Early in the Nigeria game something happened which was, to a follower of the men’s game, truly remarkable. A corner was taken and the defenders didn’t grab the shirts of the opposition, the forwards didn’t manhandle the goalkeeper, there was no spitting, obstruction, or blatant cheating. Now as anyone who watches Premier League football will know, such behaviour is perfectly normal, indeed apparently essential. It is a blight on the game. Offences, which anywhere else on the pitch would be sanctioned with a red or yellow card, go unpunished. Referees, The FA, FIFA treat this as an acceptable part of the game. Well, someone hasn’t told the ladies.

The result is astonishing. Women’s football is a different game. There are still fierce challenges but there is room for skill to flourish. It is like the men’s game before it was corrupted by money. It is, in many ways, played with a Corinthian spirit that seemed to have long vanished. Many followers of tennis prefer the women’s game, disliking the often relentless baseline slogging of the men. The guile and finesse of the ladies game give it something a little different. Perhaps women’s football can find a similar place.

I did of course wonder why the women seemed happy to adhere to the rules. I put this to an amateur woman footballer of my acquaintance. Why are women so much less likely to dive, cheat, feign injury? Are they playing under different rules perhaps? Or maybe the administrators will simply not tolerate it? Her response was simple.”We’d be embarrassed”. Well, of course they would, who wouldn’t? Actually, the majority of male professional footballers.

So, why are the indulged, lavishly rewarded, averagely talented journeymen of the Premier League so utterly shameless? Why did the recent abject, spineless surrender of England’s under 21 men cause them no embarrassment. No doubt much of it is to do with money. When poor Laura Bassett scored that freakish own goal that put the England women, undeservedly, out of the world cup she was subjected to vicious abuse on social media. Someone suggested she should go and kill herself. The underperforming under 21s suffered similar comments yet I suspect Laura was much more hurt. You see, Laura lives in the real world. Winning the world cup meant something that money can’t buy. For the men, they simply returned to the parallel world of the professional male footballer where they have enough money to stick in their ears and drown out reality.

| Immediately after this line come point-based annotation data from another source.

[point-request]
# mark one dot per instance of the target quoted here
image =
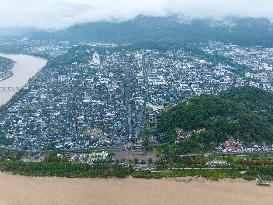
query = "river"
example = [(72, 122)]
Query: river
[(25, 67)]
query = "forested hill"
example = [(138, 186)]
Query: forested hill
[(244, 113)]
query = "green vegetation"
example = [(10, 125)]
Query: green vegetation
[(245, 113), (63, 169), (4, 140)]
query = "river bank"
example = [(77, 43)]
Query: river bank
[(22, 190), (24, 68)]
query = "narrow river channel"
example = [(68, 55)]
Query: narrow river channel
[(25, 67)]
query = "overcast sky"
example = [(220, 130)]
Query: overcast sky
[(55, 14)]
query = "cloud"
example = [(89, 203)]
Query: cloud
[(56, 14)]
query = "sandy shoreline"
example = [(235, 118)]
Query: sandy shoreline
[(21, 190)]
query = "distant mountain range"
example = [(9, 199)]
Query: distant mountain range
[(243, 31)]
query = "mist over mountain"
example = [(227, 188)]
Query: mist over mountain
[(244, 31)]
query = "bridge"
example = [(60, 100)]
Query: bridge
[(9, 89)]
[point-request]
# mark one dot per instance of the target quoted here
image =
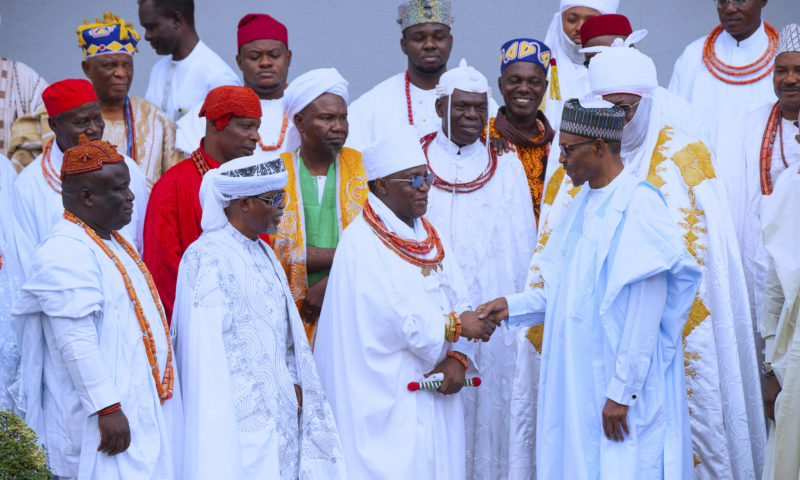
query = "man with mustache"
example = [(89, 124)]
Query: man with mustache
[(254, 406), (264, 57), (73, 109), (232, 115), (481, 203), (726, 73), (327, 186), (189, 69)]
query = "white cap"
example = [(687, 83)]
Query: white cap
[(393, 153)]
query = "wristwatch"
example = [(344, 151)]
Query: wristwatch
[(766, 370)]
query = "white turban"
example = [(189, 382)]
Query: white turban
[(259, 173), (305, 89), (622, 70), (464, 78), (393, 153), (603, 6)]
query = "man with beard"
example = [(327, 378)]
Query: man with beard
[(232, 115), (326, 188), (264, 58), (241, 350), (73, 110), (189, 69)]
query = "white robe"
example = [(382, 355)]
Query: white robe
[(10, 280), (383, 109), (192, 127), (82, 351), (176, 86), (713, 99), (381, 327), (38, 207), (492, 233), (612, 331), (240, 348)]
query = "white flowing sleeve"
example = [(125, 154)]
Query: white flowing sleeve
[(76, 340), (646, 301)]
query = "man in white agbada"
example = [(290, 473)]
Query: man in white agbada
[(73, 110), (612, 399), (98, 380), (570, 79), (189, 69), (10, 280), (253, 401), (480, 203), (263, 57), (719, 350), (753, 151), (392, 299), (731, 78), (779, 327)]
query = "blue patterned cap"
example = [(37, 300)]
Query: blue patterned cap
[(525, 50), (593, 118)]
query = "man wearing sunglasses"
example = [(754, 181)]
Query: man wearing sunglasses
[(726, 73), (255, 407)]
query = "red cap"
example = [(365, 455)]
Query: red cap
[(612, 24), (67, 94), (259, 26)]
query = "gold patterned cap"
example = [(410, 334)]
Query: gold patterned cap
[(416, 12)]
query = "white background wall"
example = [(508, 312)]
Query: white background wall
[(359, 37)]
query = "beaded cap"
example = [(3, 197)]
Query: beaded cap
[(109, 35), (88, 156), (593, 118), (416, 12)]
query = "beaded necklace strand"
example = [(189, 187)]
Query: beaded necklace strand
[(722, 71), (163, 385)]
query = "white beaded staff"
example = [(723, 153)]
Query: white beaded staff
[(435, 381)]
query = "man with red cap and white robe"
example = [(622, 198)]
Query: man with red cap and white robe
[(233, 115), (73, 110), (98, 381), (264, 57), (481, 203)]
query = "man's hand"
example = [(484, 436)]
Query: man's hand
[(496, 310), (771, 390), (454, 374), (500, 145), (615, 420), (313, 302), (115, 433), (472, 326)]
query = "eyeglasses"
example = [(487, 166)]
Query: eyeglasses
[(416, 180), (273, 200), (565, 149)]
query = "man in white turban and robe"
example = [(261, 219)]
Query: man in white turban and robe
[(719, 350), (253, 401), (480, 202), (389, 318)]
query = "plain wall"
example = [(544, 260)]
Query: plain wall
[(358, 37)]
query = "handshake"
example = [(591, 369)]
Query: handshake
[(480, 324)]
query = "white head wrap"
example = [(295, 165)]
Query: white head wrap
[(789, 41), (393, 153), (305, 89), (622, 70), (259, 173)]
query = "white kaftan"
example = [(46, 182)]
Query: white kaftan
[(177, 86), (240, 348), (381, 327), (612, 331), (492, 234), (82, 351), (714, 99), (38, 207)]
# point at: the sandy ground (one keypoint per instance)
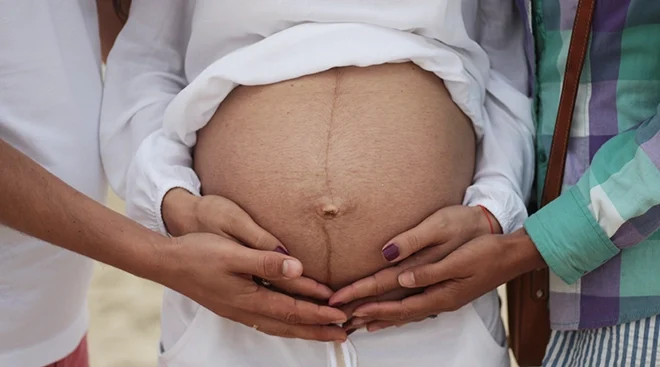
(124, 316)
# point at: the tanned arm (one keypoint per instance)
(109, 26)
(39, 204)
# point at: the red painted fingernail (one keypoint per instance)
(391, 252)
(282, 250)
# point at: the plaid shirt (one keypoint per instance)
(601, 238)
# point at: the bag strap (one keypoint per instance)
(577, 51)
(554, 178)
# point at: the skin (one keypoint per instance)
(211, 269)
(180, 217)
(109, 26)
(473, 269)
(334, 180)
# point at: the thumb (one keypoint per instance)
(263, 264)
(428, 233)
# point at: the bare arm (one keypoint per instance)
(37, 203)
(109, 26)
(206, 268)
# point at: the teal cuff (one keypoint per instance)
(569, 238)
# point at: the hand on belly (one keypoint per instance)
(336, 164)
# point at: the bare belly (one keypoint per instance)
(337, 163)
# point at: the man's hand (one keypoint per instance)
(469, 272)
(430, 241)
(217, 273)
(184, 213)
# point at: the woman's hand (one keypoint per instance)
(184, 213)
(471, 271)
(217, 273)
(430, 241)
(228, 289)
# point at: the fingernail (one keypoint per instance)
(407, 280)
(291, 268)
(282, 250)
(391, 252)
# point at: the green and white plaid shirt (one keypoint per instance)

However, surely that’s not the whole story. Just maybe gender has a part in this. The England women’s coach believes that this world cup will be a catalyst for the women’s game. I think he may be right. I suspect that somewhere in Ireland there are ten year old girls, encouraged by proud dads, kicking a football around, who will in ten years time be earning fortunes playing football. Will money change them? Of course it will. Not in the same way, I believe. There will never be the same tribalism in the women’s game. The followers of the Manchester Belles will not be attacking the fans of Everton ladies. At heart, though, the future women professionals will, I hope and believe, retain a cynicism about football that is essentially female. They will not see their sport as a noble occupation that justifiably earns them millions but as a fundamentally ludicrous way to earn a living.